They definitely recognize us. I had left my mom in charge for a few days for a work trip and we were practicing feeding. Phil would not take a pellet from my mom. He went and hid behind a plant. I got in front and he came out and ate. The funny part was he was always happy to come out and talk to mom. Just didn't trust her to feed him I guess.


----------



## VeeDubs (Dec 17, 2015)

I think bettas recognize you as their meal ticket, your fish might recognize as something thats not going to eat them, but are wary of others.
I wouldn't suggest touching your fish (any fish). Even with clean hands. Obviously sometimes you have to touch them. I prefer to pick them up vs using a net. But you are rubbing their slime coat off, which isn't good for them, every time you touch them.


----------



## Olivia27 (Nov 26, 2015)

Aw  Okay. Didn't think of that somehow.


----------



## Aquastar (Jul 17, 2015)

I don't have 100% proof for this but after leaving my mom to feed my fish for a week (like 20 pellets a day) the fat grumpy foster was nicer after that...


----------



## kitkat67 (Mar 10, 2015)

I think they just see a blob moving across the room and go "foodfoodfood!!!" People are always commenting how the betta goes crazy when they walk into the room or come up close to the tank in "response to seeing their human." I have my tank in my room and after vegging for a couple hours on my bed and get up, my sleeping betta perks up at seeing movement in the room.
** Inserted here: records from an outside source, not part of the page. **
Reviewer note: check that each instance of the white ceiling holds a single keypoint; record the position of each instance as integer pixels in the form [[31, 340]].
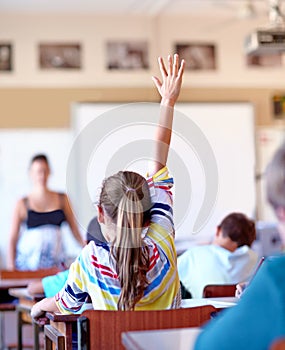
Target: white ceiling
[[146, 7]]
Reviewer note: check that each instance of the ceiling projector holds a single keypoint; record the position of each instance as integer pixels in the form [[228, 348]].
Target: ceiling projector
[[265, 41], [268, 40]]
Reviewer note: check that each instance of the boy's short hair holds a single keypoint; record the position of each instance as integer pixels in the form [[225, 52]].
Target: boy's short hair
[[239, 228]]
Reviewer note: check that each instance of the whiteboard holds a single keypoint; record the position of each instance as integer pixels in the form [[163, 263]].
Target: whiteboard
[[17, 147], [212, 158]]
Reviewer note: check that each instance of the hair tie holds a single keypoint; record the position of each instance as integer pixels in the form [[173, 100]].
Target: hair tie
[[129, 189]]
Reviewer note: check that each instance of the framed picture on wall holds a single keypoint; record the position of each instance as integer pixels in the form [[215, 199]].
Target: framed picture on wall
[[5, 57], [60, 56], [127, 55], [198, 56]]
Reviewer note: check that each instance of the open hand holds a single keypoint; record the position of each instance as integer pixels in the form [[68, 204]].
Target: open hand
[[169, 87], [37, 312]]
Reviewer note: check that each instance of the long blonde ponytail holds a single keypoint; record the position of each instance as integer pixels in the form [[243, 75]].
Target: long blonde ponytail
[[125, 198]]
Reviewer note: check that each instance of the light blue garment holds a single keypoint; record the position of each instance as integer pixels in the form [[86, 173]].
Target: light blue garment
[[53, 284], [259, 317], [212, 264]]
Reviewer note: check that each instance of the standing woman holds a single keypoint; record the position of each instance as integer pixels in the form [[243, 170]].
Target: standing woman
[[137, 268], [42, 212]]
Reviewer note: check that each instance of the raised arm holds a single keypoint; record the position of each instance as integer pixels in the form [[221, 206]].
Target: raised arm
[[169, 88]]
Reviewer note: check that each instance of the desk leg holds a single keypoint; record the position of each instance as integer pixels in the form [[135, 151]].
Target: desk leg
[[2, 330], [19, 330], [36, 331]]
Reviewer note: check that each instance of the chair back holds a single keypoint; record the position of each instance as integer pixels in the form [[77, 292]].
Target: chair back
[[102, 329], [219, 290], [28, 274], [278, 344]]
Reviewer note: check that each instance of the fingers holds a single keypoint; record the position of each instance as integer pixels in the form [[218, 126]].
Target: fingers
[[181, 69], [170, 63], [162, 68], [157, 82], [175, 64]]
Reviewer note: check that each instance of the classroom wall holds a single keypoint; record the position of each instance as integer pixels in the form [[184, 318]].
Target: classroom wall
[[43, 97]]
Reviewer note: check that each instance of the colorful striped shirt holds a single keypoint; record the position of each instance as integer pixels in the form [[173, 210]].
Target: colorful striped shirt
[[94, 272]]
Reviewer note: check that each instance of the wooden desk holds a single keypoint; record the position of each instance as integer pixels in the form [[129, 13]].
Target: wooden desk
[[7, 302], [168, 339], [59, 331], [23, 309], [218, 303]]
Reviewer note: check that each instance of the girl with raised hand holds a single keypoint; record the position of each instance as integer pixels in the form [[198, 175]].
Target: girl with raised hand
[[136, 269]]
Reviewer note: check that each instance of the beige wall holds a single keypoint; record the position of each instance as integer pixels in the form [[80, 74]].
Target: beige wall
[[34, 98]]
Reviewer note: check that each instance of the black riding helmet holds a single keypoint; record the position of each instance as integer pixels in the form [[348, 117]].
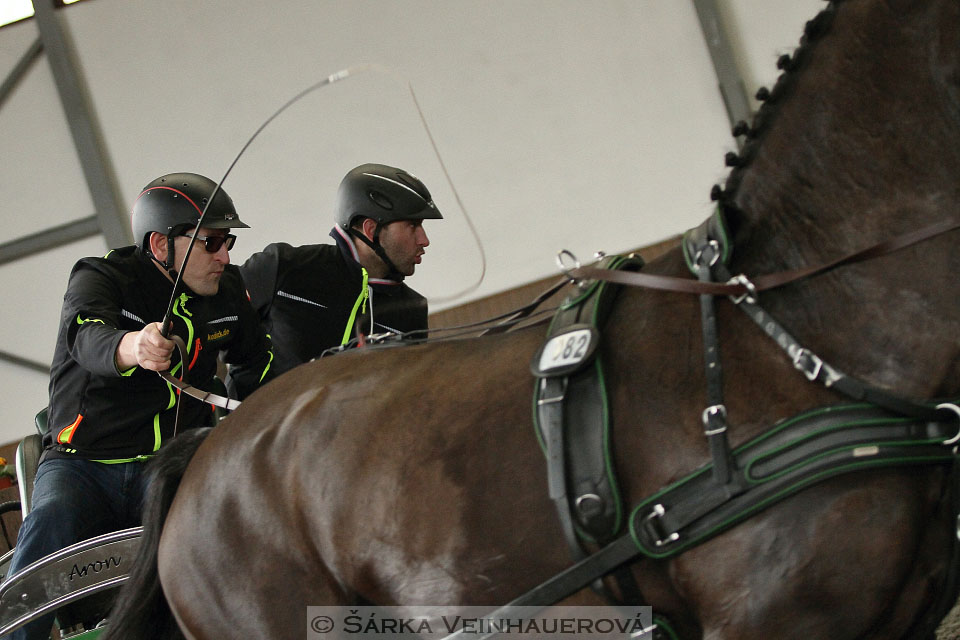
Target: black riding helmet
[[173, 203], [385, 194]]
I really don't think they can recognize you. Their processes are less sophisticated than higher order animals that can differentiate one human from another.


----------



## OUOhYeah2016 (Dec 9, 2015)

I definitely think they recognize us. When my boyfriend and his parents took care of Fawkes for a month or so he definitely behaved differently even though they became the people who were feeding him and doing his water changes. Fawkes never jumped in all the times I'd cupped him for a water change and when my boyfriend was doing one Fawkes jumped and ended up in the garbage disposal. Didn't trust him in the slightest I guess. I don't think they notice who is in the room specifically but I think closer contact things do have some recognition of who is caring for them.


----------



## RMKelly (Jan 17, 2016)

I think they do recognize us. Simply because Kaname would always love to come up to me, not just for food but to also play with. I used to pet Kaname when he was sick and he seemed to enjoy it, like it was comforting him. He had a thing in for my partner even though he did feed Kaname, Kaname would still flare at him and wouldn't want anything to do with him. 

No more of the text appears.